VSR performance lower on MuAViC version of LRS3 (En)
roudimit opened this issue · 2 comments
Hi, thanks for your nice work! I preprocessed the MuAViC dataset according to the instructions. I already had LRS3 processed according to the AV-HuBERT instructions, so I wanted to test if a pre-trained model would get the same performance on both the AV-HuBERT dataset version and the MuAViC version of LRS3.
I first tried ckpt=large_noise_pt_noise_ft_433h.pt
from AV-HuBERT, and ran this command:
python -B infer_s2s.py --config-dir ./conf/ --config-name s2s_decode.yaml \
dataset.gen_subset=test common_eval.path=${ckpts_dir}/${ckpt} \
common_eval.results_path=${exp_dir}/av-hubert/decode/s2s/test \
override.modalities=['audio', 'video'] override.data=${lrs3_dir}/30h_data override.label_dir=${lrs3_dir}/30h_data common.user_dir=`pwd`
Using the AV-HuBERT version of LRS3:
- 433 audio-visual: 1.486
- 433h audio-only: 1.951
- 433h video-only: 34.135
Using the MuAViC version of LRS3:
- 433 audio-visual: 1.496 (slightly worse)
- 433h audio-only: 1.951 (the same)
- 433h video-only: 35.995 (noticeably worse)
It seems that the AV-HuBERT checkpoint got worse performance on the MuAViC data versions whenever video is involved.
I also tried running the MuAViC decoding script using the MuAViC English checkpoint on the MuAViC version of LRS3 and got the following performance:
- 433 audio-visual: 2.1941
- 433h audio-only: 3.22
- 433h video-only: 35.995
Then I tried the MuAViC decoding script, MuAViC English checkpoint, and the AV-HuBERT LRS3 dataset version:
- 433h audio-visual: 2.153 (slightly better)
- 433h audio-only: 3.225 (the same)
- 433h video-only: 34.459 (noticeably better).
The MuAViC checkpoint also gets better performance on the AV-HuBERT version of LRS3 which is kind of surprising. In both cases (AV-HuBERT checkpoint or MuAViC checkpoint), the audio-only performance stays identical.
I have also tried this with the other AV-HuBERT checkpoints and the conclusion is the same (also, the gap was more noticeable for the base models).
I wonder if MuAViC processed the LRS3 video differently than AV-HuBERT, which leads to a different performance?
Hi @roudimit ,
Thank you so much for raising this issue and so sorry for the late reply!
To be honest, I never tested our checkpoints on VSR since it was out-of-scope! However, looking at the video processing code for muavic and av-hubert, I can see there are a few differences:
- how frames are extracted from the video, av-huberts does this on the fly. MuAViC does it beforehand.

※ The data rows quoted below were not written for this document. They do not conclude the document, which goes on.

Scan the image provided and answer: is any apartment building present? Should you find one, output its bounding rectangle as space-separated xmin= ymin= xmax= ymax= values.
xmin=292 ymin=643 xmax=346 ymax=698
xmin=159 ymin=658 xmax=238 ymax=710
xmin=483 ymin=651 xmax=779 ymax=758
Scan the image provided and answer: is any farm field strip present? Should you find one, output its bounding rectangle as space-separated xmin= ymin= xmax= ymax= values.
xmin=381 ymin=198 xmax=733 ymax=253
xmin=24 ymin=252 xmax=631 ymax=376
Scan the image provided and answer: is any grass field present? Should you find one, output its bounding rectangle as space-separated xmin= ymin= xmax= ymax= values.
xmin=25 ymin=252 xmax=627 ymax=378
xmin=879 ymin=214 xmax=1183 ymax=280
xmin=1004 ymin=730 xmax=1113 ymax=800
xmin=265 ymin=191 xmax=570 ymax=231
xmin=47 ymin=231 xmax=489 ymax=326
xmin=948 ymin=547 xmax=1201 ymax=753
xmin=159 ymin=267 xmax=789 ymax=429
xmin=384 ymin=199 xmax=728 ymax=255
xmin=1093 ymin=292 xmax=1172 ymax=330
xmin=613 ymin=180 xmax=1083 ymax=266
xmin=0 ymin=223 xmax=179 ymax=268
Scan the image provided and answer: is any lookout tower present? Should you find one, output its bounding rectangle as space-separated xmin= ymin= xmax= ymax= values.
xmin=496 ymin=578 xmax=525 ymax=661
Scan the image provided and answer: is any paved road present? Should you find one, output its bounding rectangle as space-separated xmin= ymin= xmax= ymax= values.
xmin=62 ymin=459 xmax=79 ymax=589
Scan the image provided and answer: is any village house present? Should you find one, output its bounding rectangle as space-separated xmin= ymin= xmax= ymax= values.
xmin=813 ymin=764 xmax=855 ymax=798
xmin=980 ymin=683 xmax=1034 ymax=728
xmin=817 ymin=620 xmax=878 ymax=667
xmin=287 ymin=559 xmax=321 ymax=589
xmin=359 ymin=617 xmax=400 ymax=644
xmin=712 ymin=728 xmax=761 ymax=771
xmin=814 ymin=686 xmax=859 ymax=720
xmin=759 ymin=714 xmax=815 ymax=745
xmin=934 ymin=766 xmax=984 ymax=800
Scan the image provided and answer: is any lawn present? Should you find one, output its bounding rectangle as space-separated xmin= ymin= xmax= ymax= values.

- how video is saved, both uses
ffmpeg
but a bit differently.
These are the only differences that I could find! Hope this helps.
Thanks @Anwarvic for the pointers! I tested the video loading and the video saving. The loading functions from MuAViC and AV-HuBERT load the video the same. However, the saving using ffmpeg
is different since AV-HuBERT specifies '-crf', '20'
, while MuAViC saving uses the default (I belief crf=23), which means the video frames from MuAViC are more compressed. A link for more details: https://stackoverflow.com/questions/64011346/ffmpeg-quality-conversion-options-video-compression
I'm going to leave this issue open so that others are aware of the difference between the video processing.